A strong company culture also benefits a company’s retention efforts. Keeping employees happy and positive greatly reduces turnover. Happy employees stay in their roles twice as long as their unhappy colleagues. Promoting employee happiness keeps employees dedicated, loyal and less likely to be looking for other jobs.
Research shows a strong link between job satisfaction and overall work performance. Unhappy and disengaged workers don’t perform their best and aren’t as productive as happier employees. Happy employees tend to devote more time and effort to their work. This means that happy employees give companies a competitive edge. In fact, organizations with happy employees outperform their competition by 20%.

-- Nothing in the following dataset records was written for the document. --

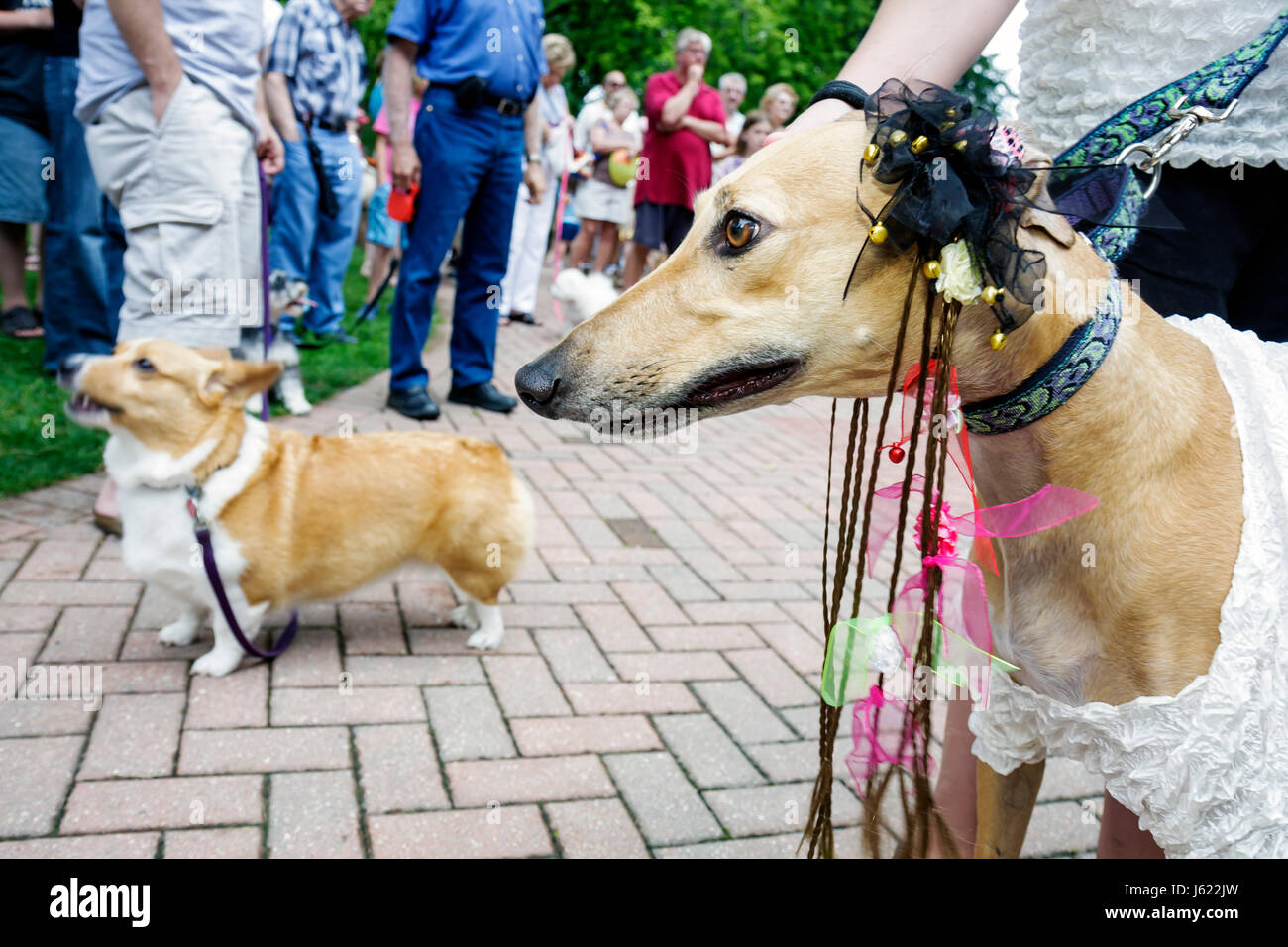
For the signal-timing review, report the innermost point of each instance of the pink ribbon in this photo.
(966, 612)
(872, 746)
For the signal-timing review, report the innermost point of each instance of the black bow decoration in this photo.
(956, 179)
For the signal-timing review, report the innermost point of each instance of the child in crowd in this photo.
(384, 234)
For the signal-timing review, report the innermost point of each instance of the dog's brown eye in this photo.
(739, 231)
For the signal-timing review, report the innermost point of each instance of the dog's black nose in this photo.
(537, 382)
(68, 368)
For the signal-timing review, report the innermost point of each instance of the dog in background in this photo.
(294, 518)
(286, 296)
(585, 295)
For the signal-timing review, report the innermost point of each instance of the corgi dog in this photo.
(584, 294)
(292, 517)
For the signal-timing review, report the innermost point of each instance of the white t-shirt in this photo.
(1206, 771)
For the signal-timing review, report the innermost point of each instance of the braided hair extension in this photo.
(951, 184)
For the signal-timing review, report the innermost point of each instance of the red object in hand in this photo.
(402, 204)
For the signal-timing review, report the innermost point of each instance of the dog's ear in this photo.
(233, 381)
(1034, 217)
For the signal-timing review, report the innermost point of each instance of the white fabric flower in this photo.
(885, 654)
(958, 278)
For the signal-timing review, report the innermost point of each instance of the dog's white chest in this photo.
(159, 544)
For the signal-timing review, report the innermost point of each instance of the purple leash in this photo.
(207, 556)
(263, 269)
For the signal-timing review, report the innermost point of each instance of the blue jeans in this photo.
(471, 166)
(305, 244)
(78, 260)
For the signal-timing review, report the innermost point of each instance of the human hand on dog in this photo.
(269, 150)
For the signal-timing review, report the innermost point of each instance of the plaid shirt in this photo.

Tips For Promoting Happiness In The Workplace:
While a lot of companies provide fun perks intended to boost employee happiness, many still miss the boat. Trendy benefits, like office game rooms and nap pods, are certainly great perks, but to truly boost employee happiness, employees need to feel empowered, respected and appreciated. Fulfilling these fundamental needs will take more than free beers on Fridays.
The following are some examples of budget-friendly tips to boost employee happiness:
Nurture social connections. Although it might sound cheesy, most employees need workplace connections to feel happy in their roles. According to an infographic by Robert Half, employees who have good relationships with their co-workers are 2.5 times more likely to be happy than those who do not. Employers should make an effort to provide opportunities for social engagement.

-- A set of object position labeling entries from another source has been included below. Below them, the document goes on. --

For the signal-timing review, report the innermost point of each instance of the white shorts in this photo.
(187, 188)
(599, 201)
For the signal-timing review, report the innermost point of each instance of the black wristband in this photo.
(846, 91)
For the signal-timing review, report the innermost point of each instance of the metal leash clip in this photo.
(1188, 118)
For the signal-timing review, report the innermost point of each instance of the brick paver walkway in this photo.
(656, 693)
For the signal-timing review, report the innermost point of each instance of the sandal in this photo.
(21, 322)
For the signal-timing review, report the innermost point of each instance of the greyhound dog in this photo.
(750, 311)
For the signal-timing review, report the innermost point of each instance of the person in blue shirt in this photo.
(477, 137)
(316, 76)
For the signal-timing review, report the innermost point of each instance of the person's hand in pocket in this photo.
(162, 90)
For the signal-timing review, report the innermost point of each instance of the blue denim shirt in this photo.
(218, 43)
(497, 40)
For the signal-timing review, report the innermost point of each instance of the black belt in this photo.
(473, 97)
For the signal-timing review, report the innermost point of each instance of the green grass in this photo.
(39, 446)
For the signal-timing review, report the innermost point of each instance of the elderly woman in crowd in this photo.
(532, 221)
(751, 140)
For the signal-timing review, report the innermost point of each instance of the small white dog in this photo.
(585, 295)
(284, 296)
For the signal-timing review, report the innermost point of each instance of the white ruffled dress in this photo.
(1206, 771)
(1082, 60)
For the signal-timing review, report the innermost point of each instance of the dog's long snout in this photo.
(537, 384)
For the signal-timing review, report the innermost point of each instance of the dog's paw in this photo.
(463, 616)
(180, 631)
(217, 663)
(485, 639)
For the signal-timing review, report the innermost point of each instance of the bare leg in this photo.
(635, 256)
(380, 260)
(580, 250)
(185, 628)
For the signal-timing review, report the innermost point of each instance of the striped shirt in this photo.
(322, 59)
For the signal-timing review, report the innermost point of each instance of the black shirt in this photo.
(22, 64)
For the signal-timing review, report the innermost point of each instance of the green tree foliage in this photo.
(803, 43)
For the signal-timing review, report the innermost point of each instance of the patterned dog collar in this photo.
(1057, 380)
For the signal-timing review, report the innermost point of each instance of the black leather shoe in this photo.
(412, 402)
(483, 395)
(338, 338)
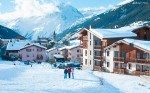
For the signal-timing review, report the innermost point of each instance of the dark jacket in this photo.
(65, 71)
(69, 70)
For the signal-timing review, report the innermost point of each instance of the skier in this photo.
(69, 72)
(72, 70)
(65, 73)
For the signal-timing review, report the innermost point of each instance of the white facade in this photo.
(109, 58)
(85, 59)
(74, 54)
(52, 52)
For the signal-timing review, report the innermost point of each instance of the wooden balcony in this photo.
(142, 61)
(85, 38)
(121, 59)
(98, 58)
(97, 68)
(138, 73)
(119, 71)
(99, 47)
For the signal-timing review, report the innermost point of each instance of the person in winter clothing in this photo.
(69, 72)
(65, 73)
(72, 70)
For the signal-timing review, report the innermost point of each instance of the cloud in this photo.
(125, 2)
(29, 8)
(91, 8)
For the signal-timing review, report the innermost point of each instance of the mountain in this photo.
(92, 11)
(6, 33)
(135, 12)
(44, 26)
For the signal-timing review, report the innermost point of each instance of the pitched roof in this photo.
(51, 49)
(17, 44)
(114, 33)
(140, 44)
(33, 44)
(58, 56)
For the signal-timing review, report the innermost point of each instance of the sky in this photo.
(9, 5)
(13, 9)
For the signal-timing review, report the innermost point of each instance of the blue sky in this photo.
(9, 5)
(93, 3)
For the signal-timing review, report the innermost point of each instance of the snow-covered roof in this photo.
(68, 47)
(140, 44)
(34, 44)
(114, 33)
(17, 44)
(51, 49)
(58, 56)
(75, 42)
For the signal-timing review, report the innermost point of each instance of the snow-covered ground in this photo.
(42, 78)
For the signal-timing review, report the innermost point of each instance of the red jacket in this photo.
(69, 70)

Use positive messaging. The words employers choose in the workplace play a huge role in employee happiness. Positive words lead to a happier culture and happier employees. Positive messaging means using words and communication that bring about positive interactions. Employers should strive to be personal, encouraging, passionate and empowering during while interacting with employees.

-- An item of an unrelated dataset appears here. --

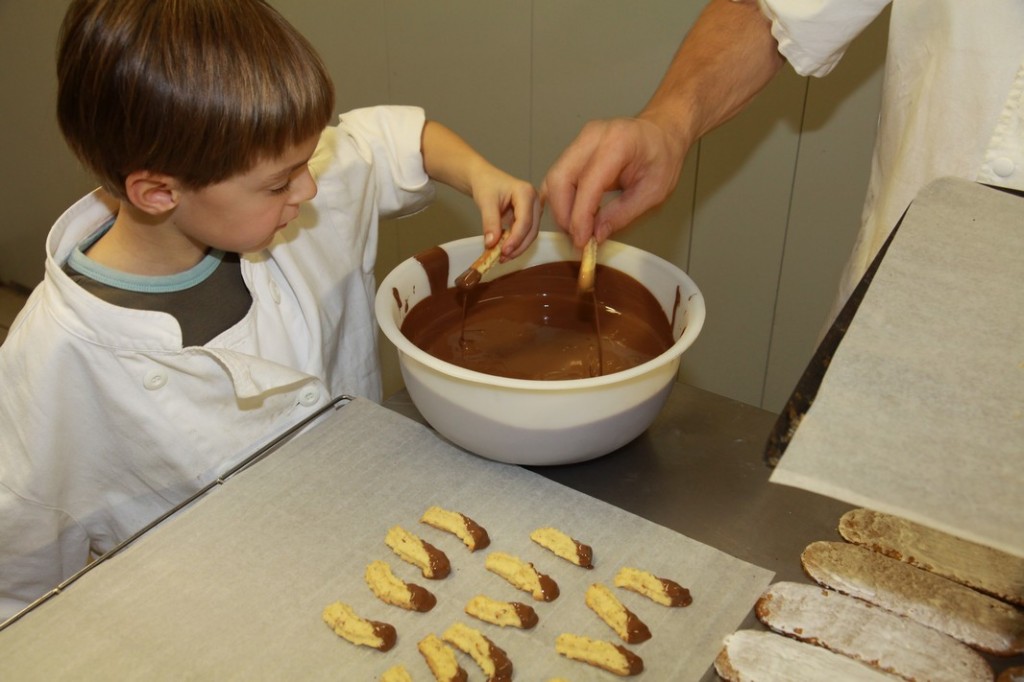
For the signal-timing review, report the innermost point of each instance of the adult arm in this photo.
(726, 58)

Encourage healthy work-life balance. Work-life balance has a strong impact on employee happiness. Employees need to feel that their personal lives are valued just as much as their professional lives. Employers can offer flexible hours, allow employees to work from home when needed and encourage employees to use their PTO.
Express gratitude. Employee appreciation is one of the keys to workplace happiness. An easy way for employers to express appreciation to employees is through gratitude. Employers should genuinely thank employees for a job well done. Even a small amount of recognition and thankfulness goes a long way.
Listen. It’s extremely important for employees to feel heard. Employers should stay receptive and encourage employee feedback. For employees to be happy, they need to feel like they are a part of the decision-making process and that their ideas are valued and respected.
Celebrate contributions. Employees have small successes every day that goes unrecognized. While it’s not plausible to celebrate every little accomplishment, it’s important for employers to make an effort to celebrate some employee contributions.
Lead by example. Happy managers inspire happy employees. Employers can lead a happy workforce by smiling and laughing more, staying out of workplace gossip, practicing healthy habits and maintaining an optimistic attitude.
Employers will greatly benefit from investing in employee happiness. When employees are happy, they care more about their work and the success of their company. Team goals and customer service become priorities, and happier employees easily find meaning and fulfillment in their work. The great thing about promoting employee happiness? It doesn’t even have to cost a dime. By respecting, appreciating and empowering employees, employers can boost employee happiness and positivity more than an expensive employee happy hour ever could.